# Flame Boxelder Turkey Pot Calls Coming Up . . .



## Kevin (Feb 11, 2014)

I milled some this evening in the extreeme cold, and even became a snow miller right at the end as the flakes started to fall from the darkening gray sky. Man was it cold. My hands were so cold my wife had to spoon feed me my broth. Not really but that sounds like fun maybe I'll go back outside for a few hours. 

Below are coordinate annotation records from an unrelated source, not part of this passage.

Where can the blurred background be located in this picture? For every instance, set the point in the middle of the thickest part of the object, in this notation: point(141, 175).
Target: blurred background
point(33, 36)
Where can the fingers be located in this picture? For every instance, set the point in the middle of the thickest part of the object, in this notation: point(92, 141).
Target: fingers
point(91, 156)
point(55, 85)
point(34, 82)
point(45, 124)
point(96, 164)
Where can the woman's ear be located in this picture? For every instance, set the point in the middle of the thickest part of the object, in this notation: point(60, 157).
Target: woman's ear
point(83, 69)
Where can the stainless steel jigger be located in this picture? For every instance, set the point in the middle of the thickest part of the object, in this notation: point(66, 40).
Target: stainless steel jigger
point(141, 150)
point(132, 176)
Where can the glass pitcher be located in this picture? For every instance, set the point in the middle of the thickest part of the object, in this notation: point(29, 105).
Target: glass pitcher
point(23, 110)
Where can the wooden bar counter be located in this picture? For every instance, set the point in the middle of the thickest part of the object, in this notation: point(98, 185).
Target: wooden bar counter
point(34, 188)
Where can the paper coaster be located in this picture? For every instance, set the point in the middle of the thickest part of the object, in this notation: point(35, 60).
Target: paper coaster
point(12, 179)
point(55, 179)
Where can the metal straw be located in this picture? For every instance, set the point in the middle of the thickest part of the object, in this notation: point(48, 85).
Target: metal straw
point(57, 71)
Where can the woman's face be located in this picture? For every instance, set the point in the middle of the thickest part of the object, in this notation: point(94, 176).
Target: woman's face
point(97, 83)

The reds in the top two pics look faded compared to the last two, but they're just as red. The angle makes them look faded . . . . . 



 



 



 



 


Those were the last pics of the day I got before my camera died of hypothermia. These are going to make some really nice turkey pot call blanks, but they pale in comparison to a few boards I got of one nasty looking log after I took those pics. A handful of pot calls from those blanks won't have any white at all. Solid red mixed with deep red and strewn with deepest reds ever. I'm going to stabilize them and might sell a few here, but I intend to make my first turkey call with one of them after I dry and stab them. You'll have to take my word that they are among the best flamed boxelder I have harvested.

Reactions: EyeCandy! 3 | Funny 1


----------



## manbuckwal (Feb 11, 2014)

All red ? Garbage wood .......... Send em to me for proper disposal


----------



## Tclem (Feb 11, 2014)

I say BURN IT.


----------